Tragédia reflete impactos da crise climática e descaso com prevenção
Estado enfrenta pior catástrofe natural de sua história. Situação reforça necessidade de investimentos na preparação das cidades para mitigar efeitos da crise
Publicado 02/05/2024 18:36 | Editado 08/05/2024 11:10
As fortes e constantes chuvas que caem sobre o Rio Grande do Sul, principalmente nos últimos três dias, resultaram no que vem sendo considerado o maior desastre climático do estado. Até o momento, 24 pessoas perderam a vida; 147 cidades registraram alagamentos ou deslizamentos e quase 68 mil pessoas foram afetadas. Mais de 14 mil estão fora de casa — 4,6 mil em abrigos e quase 10 mil estão desalojadas (vivendo na casa de familiares ou amigos).
As regiões mais atingidas são a Central, dos Vales, Serra e a Metropolitana de Porto Alegre. Há, ainda, mais de 150 pontos de bloqueios em estradas e pontes e municípios com problemas no abastecimento de alimentos, água, energia elétrica e telefonia.
Na tarde desta quinta-feira (2), o Governo do Estado confirmou o rompimento parcial da barragem 14 de Julho, no Rio das Antas, entre Bento Gonçalves e Catiaporã, na Serra.
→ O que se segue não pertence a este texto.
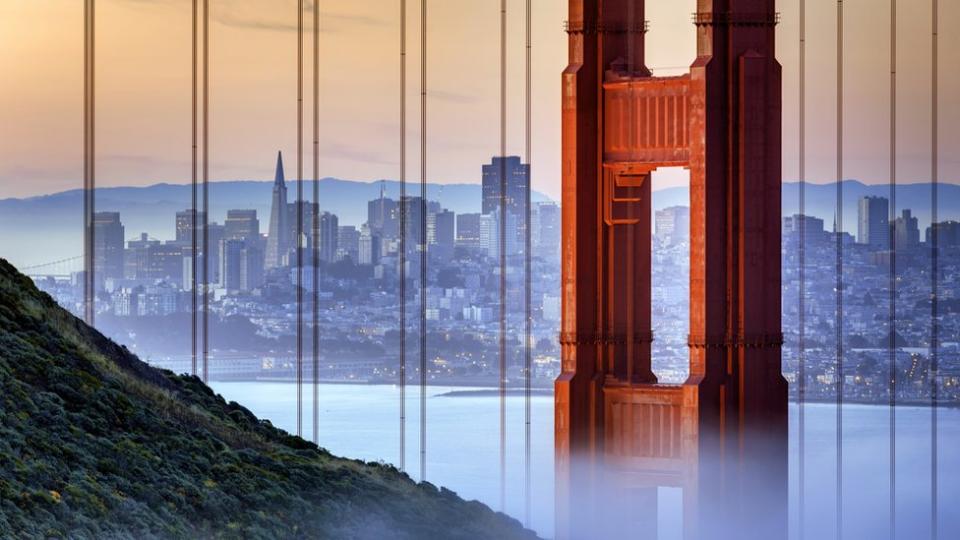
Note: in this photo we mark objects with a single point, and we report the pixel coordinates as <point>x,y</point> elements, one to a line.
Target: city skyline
<point>253,83</point>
A Defesa Civil informou que trabalhava na remoção de famílias de áreas de risco.
Outro resultado das fortes chuvas foi o aumento do volume dos maiores rios do estado, entre eles o Guaíba, que margeia Porto Alegre. Segundo o Governo do Estado, o nível das águas pode ultrapassar os quatro metros nesta sexta-feira (3).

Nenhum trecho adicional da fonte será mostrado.